In 2013 Kasemets presented his solo show “Spooky Days” at Tallinn Art Hall (curated by Johannes Saar), where the project “Life-file” was exhibited, which by then had acquired monumental proportions. “Life-file” begun in the late 1980s and had been accumulating for almost 30 years, overwhelming Tallinn Art Hall’s floors and walls. As part of the exhibition, visitors, too, were invited to decorate milk cartons and add them to the collection.
In 2018, Kasemets had an exhibition titled “Birthday. 30 June” at Vabaduse gallery that brought together artists sharing a birthday on that date. Kasemets conceptualised this group show as a sociological project, urging artists to consider the meaning and significance of birthdays in our culture. At the show, he exhibited his “Button Costume”, which by that time included 17 898 buttons, representing the artist’s alternative system of time keeping, which counts a person’s life in days, not years. Addressing once again themes of time and memory, Kasemets focused on the birthday as a ritual and a subjective measurement unit, helping to organise and navigate memory.

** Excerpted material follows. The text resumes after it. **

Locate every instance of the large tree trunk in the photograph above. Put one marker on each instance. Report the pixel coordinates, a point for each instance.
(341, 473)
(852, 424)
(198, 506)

In year 7 in middle school Kasemets developed a board game, “Adventure in Animal Kingdom”, which became popular in the Soviet Estonia in the 1980s. In 2020 Draakon gallery presented Kasemets’ solo exhibition “Karl Marx in Animal Kingdom” (2020), which brought the artist together with the board game’s artist Reet Ohna again. The show was like a trip to childhood, where animal photos from books and data from different countries were displayed side by side.
Erki Kasemets studied scenography (BA, 1993) and fine art (MA, 1996) as well as obtained a PhD in art and design (“Outside the Ordinary: Party, Garbage and Polygon Theatre”, 2017) at the Estonian Academy of Arts. He has also studied at Aalto University and the University of the Arts Helsinki. In 2002 Kasemets received the Konrad Mägi Prize. He has taught painting, installation and composition at the Estonian Academy of Arts, and from 2007 to 2012 he worked as the chief scenographer at Rakvere Theatre. His works belong to the collections of the Art Museum of Estonia and the Estonian Theatre and Music Museum.